Wearable Tech World Feature Article
August 13, 2015

Sensoria Extends its Line of Smart Clothes Beyond Socks

Sensoria, a wearable fitness maker, understands that whatever form fitness trackers take, they need to be readily wearable. I've seen several different kinds of fitness trackers; some are easy to wear and others require a lot more extra effort than should be expended. Sensoria, meanwhile, made a splash when it put its fitness tracking systems in socks. Now it's stepping up its line to cover the upper body.

Smart Socks via Google Play

The new Sensoria line goes beyond the sock to include a sports bra as well as a new T-shirt, providing different experiences for different runners.
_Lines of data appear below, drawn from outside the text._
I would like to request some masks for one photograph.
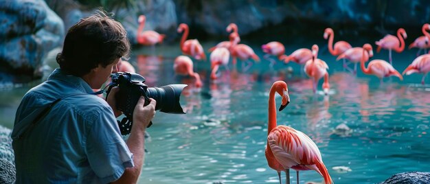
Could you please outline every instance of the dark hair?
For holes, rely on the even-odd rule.
[[[128,57],[130,49],[127,32],[121,23],[98,10],[69,29],[56,60],[62,70],[80,77],[98,65],[106,67]]]

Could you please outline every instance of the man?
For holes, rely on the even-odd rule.
[[[126,143],[115,117],[113,88],[107,102],[93,93],[130,52],[122,25],[102,12],[67,32],[60,69],[30,90],[16,111],[12,132],[16,183],[136,183],[144,154],[144,132],[156,102],[133,112]]]

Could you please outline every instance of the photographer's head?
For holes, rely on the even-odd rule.
[[[100,84],[97,81],[89,82],[91,87],[98,89],[112,70],[116,69],[120,58],[128,56],[130,49],[124,27],[100,10],[70,27],[63,51],[57,55],[56,60],[61,69],[69,74],[84,80],[102,78],[100,80],[104,80]],[[104,73],[108,73],[107,76],[104,76]]]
Both bra and T-shirt come with a line of built-in electrodes to measure heart rate, and are made of moisture-wicking fabric to help keep body temperature fluctuations down to a minimum for more accurate measures. The heart rate sensors, meanwhile, have also been improved for better comfort and accuracy.

The sports bra, the T-shirt and the socks will reportedly connect back to the Sensoria Fitness mobile app, where real-time feedback about the whole running performance can be assessed. This means a better chance at improved performance and a reduced chance of injury in the process. Even the app has received something of a facelift, and can now be found on the Google Play store as it's an Android app. The new app has improvements to the Virtual Coach and Shoe Closet functions, as well as a new user feedback form.

Those interested in the new Sensoria line can purchase today; the sports bra is available for $139 with the heart rate monitor and $69 without. The T-shirt, meanwhile, is $149 with the monitor and $79 without. But for those with a wider interest in the wearable technology market, it's a good time to book a trip to Las Vegas. Specifically, Caesars Palace, Las Vegas, as it will be host to the Wearable Tech Expo running August 18 – 20. While at the event, attendees will have the opportunity to see a host of technology companies' developments, as well as hear addresses from a variety of industry figures like Lycos' Suresh Reddy. This not only allows the attendee to get a handle on where wearable tech is right now, but where it's likely to be in another few years.

Sensoria has a pretty impressive offering right now; having used some fitness trackers that require chest harnesses and moistened sensors, something as easy as a pair of socks or a T-shirt sounds appealing to me. The easier something is to use, the more likely it will become a habit—which is the ideal outcome of a fitness push. Sensoria's systems look to support just such a habit in the making. It's not easy to get to the point where that happens, and anything that helps will likely prove welcome.

In the end, Sensoria has a very exciting proposition here, and one that's likely going to help get some users up off the couch and out onto the track, road or trail in to drive fitness and improve one's life overall.